Wikipedia Analysis

Developed with Joe Tamualitis, Lev Sosani, and Siddhant Valanju

The main motivation for this project was to examine the inter-connectedness of wikipedia articles. We used a dataset produced by Stanford that modeled wikipedia articles as nodes in a graph and the links between articles as edges. We implemented Dijkstra, Stoer-Wagner, and Breadth First Search to analyze the dataset. We also created visualizations using a barebones graphics library. This project was completed using C++ and the repository can be accessed here.

Dijkstras algorithm is a simple shortest path algorithm that we used to examine optimal distances between articles. Ultimately, we created two functions for the purpose of our analysis. One returned an integer representing the shortest path weight and the other returned a vector containing the path actually traversed between the two nodes. For the purpose of our work, the latter function (returning a vector), proved to be of far more sustinence, although the conclusions of both were ultimately transitively explanatory of each other as illustrated in the conclusion.

Minimum Links Traversed
This used the int function of dijkstras and was helpful in explaining the sheer level of connectivity throughout the nodes of the graph. For example, a short traversal from an article title Viking to one titled Glass encountered a staggering 181 links on its path of only 4 nodes.

Shortest Node Path
This used the vector function of dijkstras and was remarkable for understanding just how easy it was to connect any article in the graph. We hypothesized needing large traversals of 20+ nodes to connect seemingly unrelated topics but our findings put connectivity distance into a new astounding perspective. We found that we were able to connect (arbitrarily) unrelated articles with a path of no greater than 5 nodes .

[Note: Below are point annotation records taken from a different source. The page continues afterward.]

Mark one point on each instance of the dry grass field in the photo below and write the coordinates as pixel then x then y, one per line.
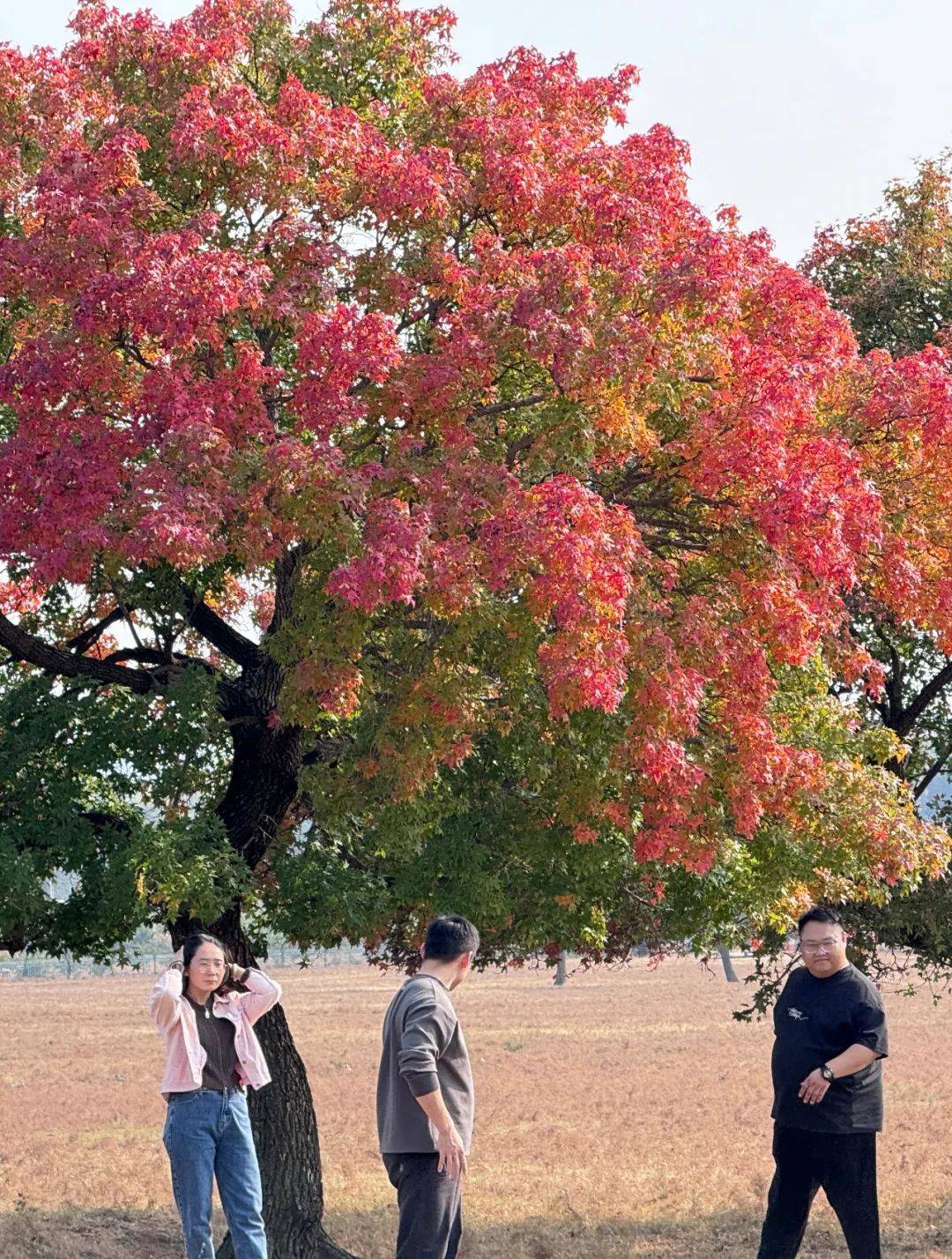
pixel 625 1114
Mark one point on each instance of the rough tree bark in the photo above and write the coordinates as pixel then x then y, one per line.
pixel 285 1135
pixel 264 779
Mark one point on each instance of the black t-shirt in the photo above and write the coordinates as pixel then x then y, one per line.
pixel 814 1021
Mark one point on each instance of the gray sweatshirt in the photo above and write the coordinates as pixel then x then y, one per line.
pixel 423 1050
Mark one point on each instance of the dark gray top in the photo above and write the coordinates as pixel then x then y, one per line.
pixel 814 1021
pixel 217 1039
pixel 423 1050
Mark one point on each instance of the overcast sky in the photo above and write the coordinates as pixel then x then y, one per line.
pixel 796 112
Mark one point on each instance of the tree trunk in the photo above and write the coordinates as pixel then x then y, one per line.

Our primary idea behind utilizing Stoer-Wagner in our analysis was to be able to find to minimum cut edges that could potentially illustrate the most signifigant links in the entire graph. We hoped that this finding would allude to especially important articles that played a massive role in connecting a vast number of other articles.

Our Shortcoming
We fell short of achieving our goal in using this algorithm on our dataset due to a simple oversight in its actual runtime. Our implementation of Stoer-Wagner's minimum cut algorithm has a runtime of O(|V|^3), which isn't a daunting runtime on a graph of around 100 nodes persay. However, our graph's primary connected component contains over 4000 nodes, which means that Stoer-Wagner would have taken over 64,000,000,000 (64 billion!) iterations to complete. Our virtual machine was simply not cut out for this task, and as a result, we felt short of actually being able to use it in the work of our analysis.

We used BFS as a means to understand underlying connectivity by measuring the size of the graph's components. It didn't play a role in helping us see how individual pages connected to others, but rather, served as a tool to see the span of connections starting from any one specific article. Our results were substantial, and we found that of the 4604 nodes in our dataset, 4588 were found to be in a single connected component.

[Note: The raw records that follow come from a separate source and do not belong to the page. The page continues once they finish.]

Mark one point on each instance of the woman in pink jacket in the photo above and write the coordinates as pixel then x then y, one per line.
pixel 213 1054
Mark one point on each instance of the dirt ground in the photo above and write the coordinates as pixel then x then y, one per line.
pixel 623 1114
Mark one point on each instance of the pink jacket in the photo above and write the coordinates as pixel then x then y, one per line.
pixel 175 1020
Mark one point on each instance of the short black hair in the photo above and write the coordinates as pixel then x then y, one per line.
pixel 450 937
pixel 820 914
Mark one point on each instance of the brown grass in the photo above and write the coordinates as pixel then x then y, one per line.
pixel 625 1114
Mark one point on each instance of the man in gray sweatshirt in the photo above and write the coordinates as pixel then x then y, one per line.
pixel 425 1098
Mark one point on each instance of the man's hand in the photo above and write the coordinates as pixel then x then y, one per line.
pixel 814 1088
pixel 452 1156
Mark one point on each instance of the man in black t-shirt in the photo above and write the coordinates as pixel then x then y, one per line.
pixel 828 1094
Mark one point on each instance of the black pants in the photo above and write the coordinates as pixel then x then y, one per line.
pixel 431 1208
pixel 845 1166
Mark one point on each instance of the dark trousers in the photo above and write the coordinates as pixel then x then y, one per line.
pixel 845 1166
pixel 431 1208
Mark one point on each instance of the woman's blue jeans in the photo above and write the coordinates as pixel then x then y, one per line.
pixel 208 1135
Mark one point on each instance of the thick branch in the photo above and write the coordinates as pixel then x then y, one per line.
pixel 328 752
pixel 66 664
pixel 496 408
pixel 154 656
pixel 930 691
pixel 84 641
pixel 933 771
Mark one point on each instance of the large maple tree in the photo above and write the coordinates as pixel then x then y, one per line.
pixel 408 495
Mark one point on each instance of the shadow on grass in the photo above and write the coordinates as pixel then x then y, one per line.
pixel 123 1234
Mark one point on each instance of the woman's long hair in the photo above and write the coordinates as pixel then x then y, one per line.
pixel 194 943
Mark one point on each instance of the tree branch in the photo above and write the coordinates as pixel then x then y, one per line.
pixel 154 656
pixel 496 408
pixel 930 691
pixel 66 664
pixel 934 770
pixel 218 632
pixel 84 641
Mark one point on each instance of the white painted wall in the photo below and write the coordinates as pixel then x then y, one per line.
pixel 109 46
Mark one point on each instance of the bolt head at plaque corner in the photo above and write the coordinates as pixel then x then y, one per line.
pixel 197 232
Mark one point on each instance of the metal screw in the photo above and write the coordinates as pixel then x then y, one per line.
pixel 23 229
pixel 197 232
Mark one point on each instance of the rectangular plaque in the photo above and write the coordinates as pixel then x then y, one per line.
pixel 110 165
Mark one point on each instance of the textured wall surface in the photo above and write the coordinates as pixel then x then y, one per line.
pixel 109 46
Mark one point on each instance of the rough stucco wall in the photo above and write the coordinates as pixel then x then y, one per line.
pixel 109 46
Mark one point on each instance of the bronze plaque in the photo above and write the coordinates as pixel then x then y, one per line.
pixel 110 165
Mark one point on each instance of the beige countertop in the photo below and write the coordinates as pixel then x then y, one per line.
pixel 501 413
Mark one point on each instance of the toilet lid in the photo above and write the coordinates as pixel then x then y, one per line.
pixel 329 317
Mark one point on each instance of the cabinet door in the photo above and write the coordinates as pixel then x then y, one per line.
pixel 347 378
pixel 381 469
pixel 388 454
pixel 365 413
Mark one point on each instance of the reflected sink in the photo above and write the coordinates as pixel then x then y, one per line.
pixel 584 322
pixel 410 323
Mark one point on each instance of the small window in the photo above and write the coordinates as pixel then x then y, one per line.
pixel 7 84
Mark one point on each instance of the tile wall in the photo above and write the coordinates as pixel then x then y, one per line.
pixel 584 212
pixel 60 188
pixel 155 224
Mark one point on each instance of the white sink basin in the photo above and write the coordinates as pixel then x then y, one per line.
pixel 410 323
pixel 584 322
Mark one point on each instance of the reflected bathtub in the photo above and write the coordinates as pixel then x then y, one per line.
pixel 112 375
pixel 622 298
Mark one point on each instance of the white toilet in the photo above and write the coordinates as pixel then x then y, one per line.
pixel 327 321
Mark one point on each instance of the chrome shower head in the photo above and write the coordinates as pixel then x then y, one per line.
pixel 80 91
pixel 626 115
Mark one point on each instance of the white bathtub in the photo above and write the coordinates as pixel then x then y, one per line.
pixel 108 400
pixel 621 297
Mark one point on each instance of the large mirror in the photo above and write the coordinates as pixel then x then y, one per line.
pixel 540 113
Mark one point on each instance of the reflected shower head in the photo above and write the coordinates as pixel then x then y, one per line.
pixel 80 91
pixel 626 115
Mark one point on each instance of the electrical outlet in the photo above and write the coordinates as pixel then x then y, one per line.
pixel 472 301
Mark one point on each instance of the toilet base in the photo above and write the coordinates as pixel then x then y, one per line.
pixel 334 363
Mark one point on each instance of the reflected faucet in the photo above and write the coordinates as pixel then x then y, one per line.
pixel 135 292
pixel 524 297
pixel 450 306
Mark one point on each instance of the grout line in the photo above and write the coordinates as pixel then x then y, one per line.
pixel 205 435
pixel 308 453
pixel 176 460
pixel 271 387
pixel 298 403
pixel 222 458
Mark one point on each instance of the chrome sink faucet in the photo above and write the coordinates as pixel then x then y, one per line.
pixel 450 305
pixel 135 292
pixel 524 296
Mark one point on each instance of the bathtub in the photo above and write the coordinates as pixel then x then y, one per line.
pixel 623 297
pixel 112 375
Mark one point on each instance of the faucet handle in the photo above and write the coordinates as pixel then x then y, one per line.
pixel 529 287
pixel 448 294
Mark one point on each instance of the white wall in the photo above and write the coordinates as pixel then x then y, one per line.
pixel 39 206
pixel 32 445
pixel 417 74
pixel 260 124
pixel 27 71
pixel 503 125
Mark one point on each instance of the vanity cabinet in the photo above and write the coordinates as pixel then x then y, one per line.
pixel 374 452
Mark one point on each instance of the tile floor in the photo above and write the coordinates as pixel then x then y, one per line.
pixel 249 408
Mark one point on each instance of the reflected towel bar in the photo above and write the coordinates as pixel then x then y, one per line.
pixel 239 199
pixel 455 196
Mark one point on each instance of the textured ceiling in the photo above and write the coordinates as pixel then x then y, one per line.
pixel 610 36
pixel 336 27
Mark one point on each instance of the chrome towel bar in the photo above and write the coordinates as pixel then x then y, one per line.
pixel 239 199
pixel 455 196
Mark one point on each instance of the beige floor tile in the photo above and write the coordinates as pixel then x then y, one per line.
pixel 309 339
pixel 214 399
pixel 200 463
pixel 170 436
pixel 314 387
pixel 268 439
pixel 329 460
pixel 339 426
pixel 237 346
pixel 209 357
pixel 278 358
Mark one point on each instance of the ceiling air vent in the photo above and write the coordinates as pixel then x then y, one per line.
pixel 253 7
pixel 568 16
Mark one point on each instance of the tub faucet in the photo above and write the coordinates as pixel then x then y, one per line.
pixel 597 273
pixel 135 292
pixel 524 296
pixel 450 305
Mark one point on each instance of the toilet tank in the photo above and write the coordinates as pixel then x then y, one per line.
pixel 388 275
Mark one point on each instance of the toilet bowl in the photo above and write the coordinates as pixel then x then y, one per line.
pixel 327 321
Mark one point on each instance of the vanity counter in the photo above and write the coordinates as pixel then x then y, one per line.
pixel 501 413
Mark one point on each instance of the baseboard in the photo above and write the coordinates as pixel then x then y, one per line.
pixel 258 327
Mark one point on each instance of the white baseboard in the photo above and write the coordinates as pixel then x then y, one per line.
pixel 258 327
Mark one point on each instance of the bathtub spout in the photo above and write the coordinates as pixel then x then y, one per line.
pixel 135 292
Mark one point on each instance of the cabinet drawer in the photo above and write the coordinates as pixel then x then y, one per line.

On top of the three algorithms, we created gifs and images to visualize our findings. Unfortunately, we weren't able to include as many nodes in our traversals as we would have liked to due to limitations in our machines and the size of the dataset. As shown further below, we had to limit it to only 100 nodes.

Here's what the degree of South America looks like. Note the radius of each drawn node is based off its degree.

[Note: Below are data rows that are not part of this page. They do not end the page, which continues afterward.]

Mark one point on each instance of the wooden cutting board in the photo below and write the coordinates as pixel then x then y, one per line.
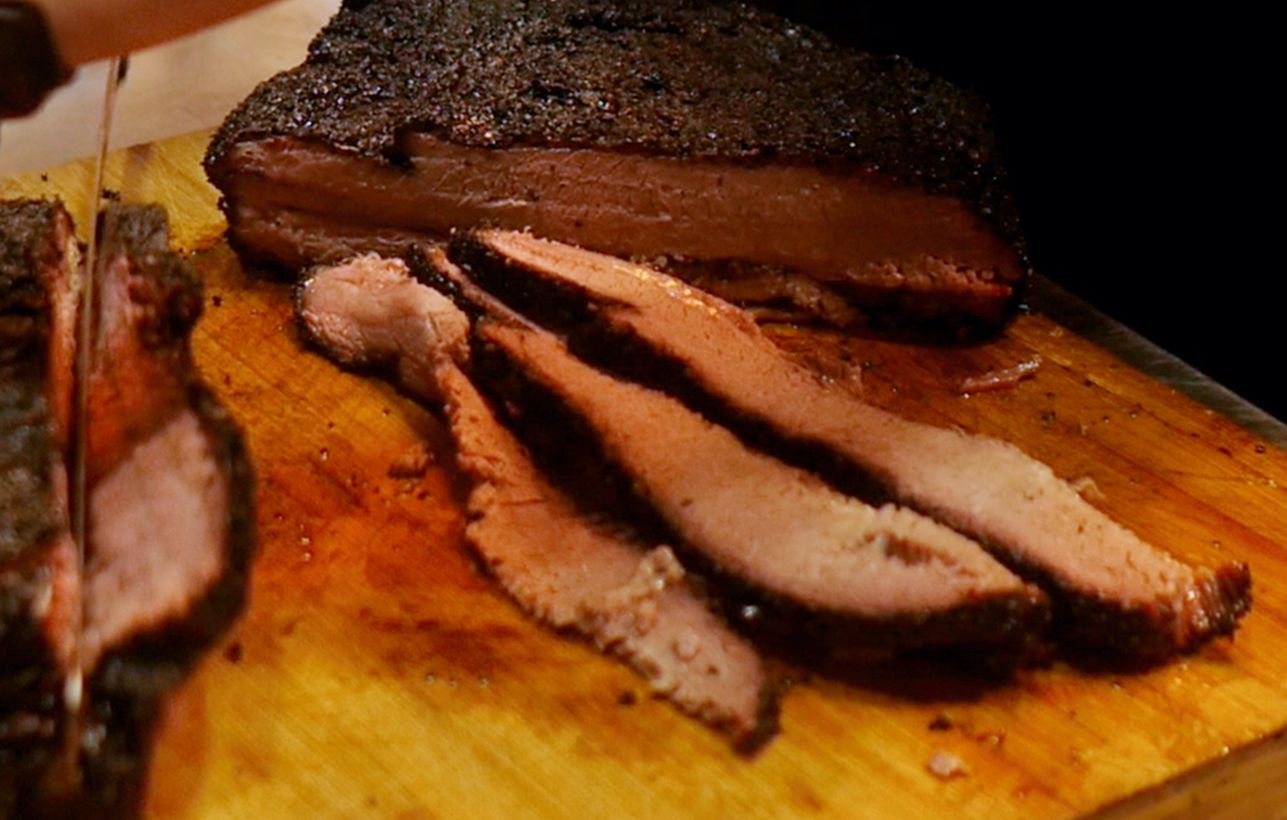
pixel 379 673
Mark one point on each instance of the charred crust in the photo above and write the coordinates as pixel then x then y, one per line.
pixel 681 77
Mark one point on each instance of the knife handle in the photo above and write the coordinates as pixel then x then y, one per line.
pixel 30 65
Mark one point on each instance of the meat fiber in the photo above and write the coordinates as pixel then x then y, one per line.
pixel 557 565
pixel 1112 590
pixel 834 569
pixel 750 152
pixel 169 519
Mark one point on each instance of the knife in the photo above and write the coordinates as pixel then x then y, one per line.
pixel 86 350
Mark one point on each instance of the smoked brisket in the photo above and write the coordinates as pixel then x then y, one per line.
pixel 1112 590
pixel 750 152
pixel 557 564
pixel 170 516
pixel 39 591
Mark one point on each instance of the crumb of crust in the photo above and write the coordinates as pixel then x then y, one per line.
pixel 412 465
pixel 945 766
pixel 1086 488
pixel 941 722
pixel 1000 379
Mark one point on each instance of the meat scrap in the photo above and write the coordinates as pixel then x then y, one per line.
pixel 824 182
pixel 170 519
pixel 1000 379
pixel 1116 591
pixel 565 570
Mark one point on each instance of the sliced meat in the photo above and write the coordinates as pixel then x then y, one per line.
pixel 557 565
pixel 1113 590
pixel 39 587
pixel 868 577
pixel 628 600
pixel 169 521
pixel 370 312
pixel 725 138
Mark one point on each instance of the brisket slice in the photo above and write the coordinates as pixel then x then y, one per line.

This is what the traversal of the first 100 nodes of BFS starting on Zulu looks like:

And this is what the traversal looks like on the mere 3 nodes found in the component of Directdebit:

Conclusion

Ultimately, we were able to come to the conclusion that wikipedia articles are very connected. Our most substantive proof of this is found from the usage of BFS in measuring the size of connected components. When it's taken into account that a staggering 99.65% percent of nodes can be found in one component, it becomes clear that these articles are almost all connected in some form or another. The articles that lie in the remaining 0.35% are ones that either have no links contained within them at all or link to articles that are extremely specific and don't have any branches (i.e Directdebit). Alongside BFS, Dijkstra's path finding algorithm helped us see that these articles were not connected by an overwhelmingly large distance, despite the size of their components. As described above, we found that we could connect any two articles (within a component) by going through no more than 5 links. This is especially remarkable when considering just how unrelated some of these articles are in nature.